This repository contains the code for a project that classifies audio files into different types of urban sounds using machine learning techniques. The project consists of three main components: a convolutional neural network (CNN) model trained on a dataset of urban sounds, a Flask API to deploy the trained model, and a Flutter mobile application that allows users to upload audio files and receive the predicted class probabilities.
The following libraries are required to run the project:
- TensorFlow 2.x
- librosa
- Flask
- numpy
- pandas
- scikit-learn
- Flutter SDK
The CNN model is built using TensorFlow 2.x and trained on a dataset of 8732 audio files that belong to 10 different classes of urban sounds. The model architecture consists of 4 convolutional layers, 2 pooling layers, and 2 fully connected layers. The input layer of the model takes a tensor of shape (batch_size, 40, 174, 1) where batch_size is the number of training examples in each batch. The output layer is a softmax layer that returns the predicted class probabilities. The model is trained for 30 epochs using a batch size of 64 and achieves an accuracy of 93.9% on the test set.
The Flask API is used to deploy the trained CNN model and provide a way for the Flutter app to make predictions on new audio files. The API exposes a single route /predict that accepts audio files in WAV format and returns the predicted class probabilities. The API is built using Flask and is hosted on an AWS EC2 instance.
To host the Flask app on an AWS EC2 instance, follow these steps:
- Launch an EC2 instance on AWS and configure it with a public IP address.
- Connect to the instance using SSH.
- Install the required libraries using pip install -r requirements.txt.
- Copy the code for the Flask app (app.py) to the instance.
- Import the model into your SSH instance.
- follow the steps from the the youtube playlist https://www.youtube.com/playlist?list=PL5KTLzN85O4KTCYzsWZPTP0BfRj6I_yUP videos 3-5.
The Flutter mobile application allows users to upload audio files and receive the predicted class probabilities from the deployed CNN model. The app is built using Flutter SDK and has a simple user interface that consists of two screens: a login screen and a home screen. The login screen allows users to log in using their phone number and a one-time password sent via SMS. The home screen allows users to upload audio files and receive the predicted class probabilities.
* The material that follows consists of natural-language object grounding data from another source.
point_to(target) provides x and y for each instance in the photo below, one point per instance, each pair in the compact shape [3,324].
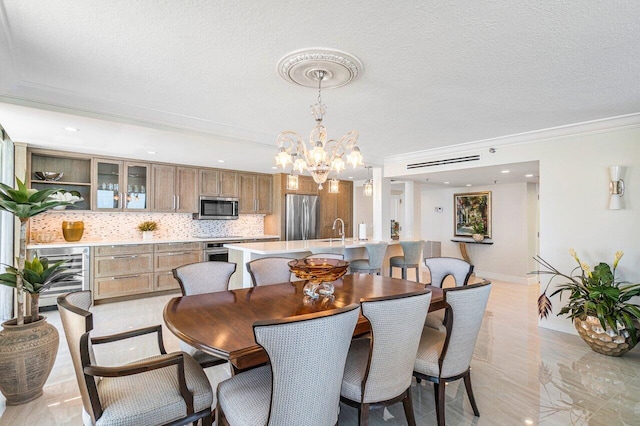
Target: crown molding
[582,128]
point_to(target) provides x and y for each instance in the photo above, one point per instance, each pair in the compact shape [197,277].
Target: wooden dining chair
[269,270]
[440,268]
[301,383]
[379,368]
[446,356]
[163,389]
[200,278]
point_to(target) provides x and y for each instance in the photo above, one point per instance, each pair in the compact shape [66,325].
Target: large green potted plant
[598,304]
[27,348]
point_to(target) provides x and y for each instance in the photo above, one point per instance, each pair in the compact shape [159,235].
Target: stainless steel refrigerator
[302,217]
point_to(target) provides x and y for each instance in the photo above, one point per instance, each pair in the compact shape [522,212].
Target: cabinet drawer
[122,285]
[123,264]
[168,261]
[123,249]
[172,247]
[165,281]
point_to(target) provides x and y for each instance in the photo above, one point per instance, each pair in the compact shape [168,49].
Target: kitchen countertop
[284,247]
[96,243]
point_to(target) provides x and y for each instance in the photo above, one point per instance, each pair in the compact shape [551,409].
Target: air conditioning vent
[444,162]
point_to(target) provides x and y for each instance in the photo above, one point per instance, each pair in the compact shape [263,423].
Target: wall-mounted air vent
[443,162]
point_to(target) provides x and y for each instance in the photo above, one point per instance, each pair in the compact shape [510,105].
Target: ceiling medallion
[301,67]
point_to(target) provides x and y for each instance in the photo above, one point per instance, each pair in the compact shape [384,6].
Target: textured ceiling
[201,75]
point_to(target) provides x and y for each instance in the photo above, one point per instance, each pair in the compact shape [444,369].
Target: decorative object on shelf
[28,350]
[147,229]
[598,305]
[69,197]
[367,188]
[472,208]
[320,273]
[49,176]
[310,69]
[72,231]
[616,188]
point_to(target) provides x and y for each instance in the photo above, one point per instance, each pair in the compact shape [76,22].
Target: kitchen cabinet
[220,183]
[120,185]
[122,270]
[175,189]
[171,255]
[255,193]
[75,169]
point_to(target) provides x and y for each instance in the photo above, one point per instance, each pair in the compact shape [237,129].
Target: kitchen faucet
[341,227]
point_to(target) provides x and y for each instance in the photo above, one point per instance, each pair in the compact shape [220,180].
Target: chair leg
[363,414]
[408,408]
[439,393]
[472,400]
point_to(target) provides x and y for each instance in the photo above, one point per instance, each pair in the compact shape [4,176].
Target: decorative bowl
[49,176]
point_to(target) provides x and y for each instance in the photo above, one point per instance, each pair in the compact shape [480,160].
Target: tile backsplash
[123,226]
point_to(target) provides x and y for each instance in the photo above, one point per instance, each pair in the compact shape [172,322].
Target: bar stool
[412,251]
[372,265]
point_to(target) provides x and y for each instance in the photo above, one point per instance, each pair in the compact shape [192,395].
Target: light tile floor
[522,374]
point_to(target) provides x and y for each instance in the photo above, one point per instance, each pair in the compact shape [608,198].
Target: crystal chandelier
[321,156]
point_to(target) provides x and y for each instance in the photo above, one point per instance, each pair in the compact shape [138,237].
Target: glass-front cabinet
[120,185]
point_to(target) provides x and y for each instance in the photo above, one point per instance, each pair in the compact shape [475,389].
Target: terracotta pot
[27,355]
[604,341]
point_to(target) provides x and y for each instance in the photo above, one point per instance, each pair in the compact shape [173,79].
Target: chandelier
[321,156]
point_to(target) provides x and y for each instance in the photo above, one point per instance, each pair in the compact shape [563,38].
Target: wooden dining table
[221,323]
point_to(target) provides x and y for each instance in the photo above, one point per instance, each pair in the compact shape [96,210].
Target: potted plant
[27,349]
[477,229]
[147,229]
[598,305]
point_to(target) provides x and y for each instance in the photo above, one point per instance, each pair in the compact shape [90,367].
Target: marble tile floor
[522,374]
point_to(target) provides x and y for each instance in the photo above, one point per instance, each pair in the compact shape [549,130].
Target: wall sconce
[334,186]
[292,182]
[367,188]
[616,188]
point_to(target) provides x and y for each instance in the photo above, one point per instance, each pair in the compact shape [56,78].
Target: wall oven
[219,208]
[215,252]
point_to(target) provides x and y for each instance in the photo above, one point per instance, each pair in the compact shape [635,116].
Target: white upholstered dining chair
[162,389]
[301,384]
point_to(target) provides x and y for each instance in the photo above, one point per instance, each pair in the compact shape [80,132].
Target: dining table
[221,323]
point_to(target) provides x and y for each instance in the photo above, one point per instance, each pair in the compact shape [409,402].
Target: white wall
[507,258]
[573,193]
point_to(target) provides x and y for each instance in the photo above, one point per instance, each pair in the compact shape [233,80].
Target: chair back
[204,277]
[412,250]
[396,327]
[338,256]
[463,320]
[269,270]
[375,252]
[307,355]
[77,322]
[441,267]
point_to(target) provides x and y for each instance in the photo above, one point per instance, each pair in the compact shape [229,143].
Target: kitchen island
[351,248]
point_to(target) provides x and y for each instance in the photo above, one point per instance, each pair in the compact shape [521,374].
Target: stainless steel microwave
[219,208]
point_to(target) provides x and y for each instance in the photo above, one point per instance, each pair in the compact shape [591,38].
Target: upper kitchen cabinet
[175,189]
[221,183]
[75,170]
[255,193]
[120,185]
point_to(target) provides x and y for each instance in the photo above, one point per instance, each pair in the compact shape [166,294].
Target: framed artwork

The app communicates with the Flask API to make predictions on new audio files.
To use the project, follow these steps:
- Clone the repository using git clone https://github.com/Atrix21/flutter-audio-classification-cnn-flask-aws.git
- Install the required libraries using pip install -r requirements.txt for the Flask API.
- Install the flutter packages from the pubspec.yaml file availbale in the Flutter App folder of the repo.
- Train the CNN model using the code available in CNN1_US8K.ipynb file.
- Deploy the Flask API using python app.py
- Run the Flutter app using flutter run on an emulator or physical device.
The Urban Sound Classification project demonstrates the use of machine learning techniques to classify audio files into different types of urban sounds. The project consists of a CNN model trained on a dataset of urban sounds, a Flask API to deploy the trained model, and a Flutter mobile application that allows users to upload audio files and receive the predicted class probabilities.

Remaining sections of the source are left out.